Tras numerosas denuncias de irregularidades en los procedimientos de adopción con posterioridad al terremoto, algunos defensores de derechos de los niños plantearon que el gobierno carecía de procedimientos adecuados para este fin. Con el objeto de asegurar una protección más amplia de los niños durante el proceso de adopción, en junio de 2012 el parlamento ratificó el Convenio de La Haya relativo a la Protección del Niño y a la Cooperación en materia de Adopción Internacional de 1993.

Juicios por abusos del pasado

El ex Presidente Jean-Claude Duvalier regresó a Haití en enero de 2011, luego de casi 25 años en el exilio. Fue acusado por violaciones de derechos humanos y delitos financieros que habrían sido cometidos durante los 15 años que ocupó la presidencia.
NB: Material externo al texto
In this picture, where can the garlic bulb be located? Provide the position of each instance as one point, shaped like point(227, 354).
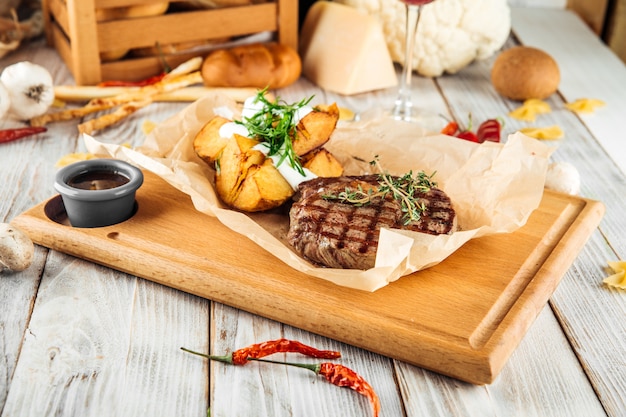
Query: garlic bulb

Entre 1971 y 1986, Duvalier comandó una red de fuerzas de seguridad que cometió graves violaciones de derechos humanos, incluidas detenciones arbitrarias, torturas, desapariciones, ejecuciones sumarias y exilios forzados.

En enero de 2012, en una decisión contraria a los estándares internacionales, el juez a cargo de la causa determinó que Duvalier no podría ser procesado por violaciones de derechos humanos debido a que se habían cumplido los plazos de prescripción. A la fecha de este informe se encuentra pendiente una apelación presentada contra esta decisión.

Actores internacionales clave

La MINUSTAH tiene presencia en Haití desde 2004. En octubre de 2010, surgieron denuncias que señalaban como fuente de la epidemia del cólera a un contingente de la misión de mantenimiento de la paz de la ONU. Una investigación independiente de la ONU determinó que la epidemia de cólera fue causada por una combinación de circunstancias, si bien numerosos análisis científicos señalan que existen pruebas de que es muy probable que los soldados de la MINUSTAH hayan introducido la cepa.

En noviembre de 2011, el Instituto de Justicia y Democracia en Haití y el Bureau des Avocats Internationaux presentaron un reclamo ante la ONU en representación de 5.000 víctimas de cólera, en el cual argumentaron que la MINUSTAH había sido probablemente el origen de su enfermedad. Este reclamo exige que se instale un sistema nacional de agua y saneamiento, se indemnice a las víctimas y que la ONU ofrezca una disculpa pública. Al momento en que se redactó este documento, no se había informado ningún avance en el caso.

Siguen siendo un problema habitual los casos de abuso y explotación sexual por miembros de las fuerzas de la ONU en Haití. Según cifras de la ONU, en los últimos 5 años se habrían presentado al menos 60 denuncias contra miembros de fuerzas de paz por abuso sexual. En 2012, un grupo de soldados pakistaníes de las fuerzas de paz fueron acusados de violar a un joven de 14 años. Las autoridades pakistaníes juzgaron a dos de ellos ante un consejo de guerra celebrado en una base de la ONU, que los condenó a un año de prisión en Pakistán. Las autoridades haitianas locales recién fueron notificadas después de la conclusión del proceso.

El Consejo de Seguridad de la ONU prorrogó el mandato de la MINUSTAH hasta el 15 de octubre de 2013.

En enero de 2012 el parlamento de Haití ratificó el Pacto Internacional de Derechos Económicos, Sociales y Culturales (PIDESC).